Despite the obvious success of Thailand and to a lesser extent Pakistan and Vietnam, many people deny that opium replacement is actually effective. The first argument is that Thailand is the only really resounding success, but that its success is due to lots of unique and non-replicable factors. The second is that development activities simply cause production to relocate to other areas (what is often called "The Balloon Effect"). These are highly complicated arguments that cannot be resolved quickly. On one hand it is true that there are many farmers who don't grow drug crops as a result of agricultural and social development. On the other hand, the world's supply of illicit drugs is continutally rising and prices are falling, despite the expenditure of hundreds of millions of dollars by development agencies and national governments on these kinds of projects. Despite this controversy, the programmes go on.

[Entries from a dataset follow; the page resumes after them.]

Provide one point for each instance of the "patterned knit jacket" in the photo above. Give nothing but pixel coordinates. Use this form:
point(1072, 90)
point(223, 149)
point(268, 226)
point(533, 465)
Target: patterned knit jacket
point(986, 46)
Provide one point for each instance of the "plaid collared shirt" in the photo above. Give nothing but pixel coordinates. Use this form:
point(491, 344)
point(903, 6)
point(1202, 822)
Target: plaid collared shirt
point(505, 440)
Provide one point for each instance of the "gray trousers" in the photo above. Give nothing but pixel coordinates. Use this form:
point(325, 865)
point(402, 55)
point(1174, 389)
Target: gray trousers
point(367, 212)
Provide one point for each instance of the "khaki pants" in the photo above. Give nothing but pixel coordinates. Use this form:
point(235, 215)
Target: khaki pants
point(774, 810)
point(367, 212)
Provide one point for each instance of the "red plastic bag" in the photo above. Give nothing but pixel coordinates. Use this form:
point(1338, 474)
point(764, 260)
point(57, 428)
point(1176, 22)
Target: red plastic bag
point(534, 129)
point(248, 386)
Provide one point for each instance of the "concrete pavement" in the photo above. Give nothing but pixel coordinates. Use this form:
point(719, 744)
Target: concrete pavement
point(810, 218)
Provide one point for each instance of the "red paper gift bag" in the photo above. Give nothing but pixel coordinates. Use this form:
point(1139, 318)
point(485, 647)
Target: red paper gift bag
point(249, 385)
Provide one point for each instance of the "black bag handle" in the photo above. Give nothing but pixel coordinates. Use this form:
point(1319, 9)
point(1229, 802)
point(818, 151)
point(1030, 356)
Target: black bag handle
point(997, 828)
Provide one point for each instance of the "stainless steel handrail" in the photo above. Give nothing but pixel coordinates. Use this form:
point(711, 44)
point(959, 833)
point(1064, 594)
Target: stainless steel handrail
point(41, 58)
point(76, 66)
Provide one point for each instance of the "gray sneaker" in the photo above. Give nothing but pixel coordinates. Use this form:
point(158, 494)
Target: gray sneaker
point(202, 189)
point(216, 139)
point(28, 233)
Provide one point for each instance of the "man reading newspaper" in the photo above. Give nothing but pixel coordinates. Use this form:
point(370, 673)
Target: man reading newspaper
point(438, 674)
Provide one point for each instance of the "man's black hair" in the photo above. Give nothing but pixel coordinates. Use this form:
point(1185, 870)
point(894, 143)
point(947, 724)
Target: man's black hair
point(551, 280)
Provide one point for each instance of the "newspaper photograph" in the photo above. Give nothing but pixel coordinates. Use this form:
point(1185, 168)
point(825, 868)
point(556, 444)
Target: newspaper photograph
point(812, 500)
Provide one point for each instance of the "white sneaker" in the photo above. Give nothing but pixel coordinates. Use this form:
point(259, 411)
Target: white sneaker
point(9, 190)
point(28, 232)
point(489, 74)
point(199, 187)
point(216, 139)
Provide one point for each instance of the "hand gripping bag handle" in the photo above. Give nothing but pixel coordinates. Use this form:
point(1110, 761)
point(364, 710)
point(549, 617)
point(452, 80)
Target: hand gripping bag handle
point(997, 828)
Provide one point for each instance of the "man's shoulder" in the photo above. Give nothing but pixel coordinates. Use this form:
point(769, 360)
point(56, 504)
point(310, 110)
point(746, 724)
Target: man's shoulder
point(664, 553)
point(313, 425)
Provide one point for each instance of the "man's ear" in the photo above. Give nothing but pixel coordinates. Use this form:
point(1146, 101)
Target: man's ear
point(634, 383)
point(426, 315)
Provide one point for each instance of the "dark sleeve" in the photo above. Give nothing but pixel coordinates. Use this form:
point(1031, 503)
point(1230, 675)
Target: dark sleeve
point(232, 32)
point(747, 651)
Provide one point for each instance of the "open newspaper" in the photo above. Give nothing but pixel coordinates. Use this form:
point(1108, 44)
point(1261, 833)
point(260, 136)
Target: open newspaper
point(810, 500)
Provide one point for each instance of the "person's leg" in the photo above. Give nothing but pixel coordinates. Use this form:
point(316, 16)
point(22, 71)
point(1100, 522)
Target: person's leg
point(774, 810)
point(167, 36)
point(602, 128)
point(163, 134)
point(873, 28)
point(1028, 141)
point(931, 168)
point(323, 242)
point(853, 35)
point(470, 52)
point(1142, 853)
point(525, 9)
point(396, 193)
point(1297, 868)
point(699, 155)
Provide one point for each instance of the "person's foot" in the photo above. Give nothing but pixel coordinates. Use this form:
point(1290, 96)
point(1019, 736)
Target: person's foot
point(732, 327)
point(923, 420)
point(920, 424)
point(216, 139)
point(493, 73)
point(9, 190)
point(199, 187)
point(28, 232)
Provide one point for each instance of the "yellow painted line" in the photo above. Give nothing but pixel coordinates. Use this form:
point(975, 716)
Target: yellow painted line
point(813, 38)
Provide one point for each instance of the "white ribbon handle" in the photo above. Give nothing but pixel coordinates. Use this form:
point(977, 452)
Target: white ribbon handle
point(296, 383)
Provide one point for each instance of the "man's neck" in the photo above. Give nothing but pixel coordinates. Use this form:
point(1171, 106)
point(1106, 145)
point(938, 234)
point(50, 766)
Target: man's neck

Organization of modern opium replacement projects

Opium replacement projects are typically implemented by national government agencies, with the support of an international donor. Usually, the donor gives the funding and a contractor implements the project in partnership with the national agency. At the moment, the largest providers of funding are the United States Agency for International Development (USAID) and the European Union. Major contractors include the German Technical Cooperation Agency and several for-profit firms from the United States, such as Chemonics. The United Nations Office on Drugs and Crime helps to coordinate the many different efforts, and also funds a few projects. In Colombia, and Mexico, a few additional players are present, although opium replacement is a minor focus (the cultivation of coca being the major one).

Rightly or wrongly, opium replacement projects are no longer planned and executed with very long time frames, as was the case with Thailand's Royal Project, and the Doi Tung project. Nowadays, projects are more likely to take place over just two or three years.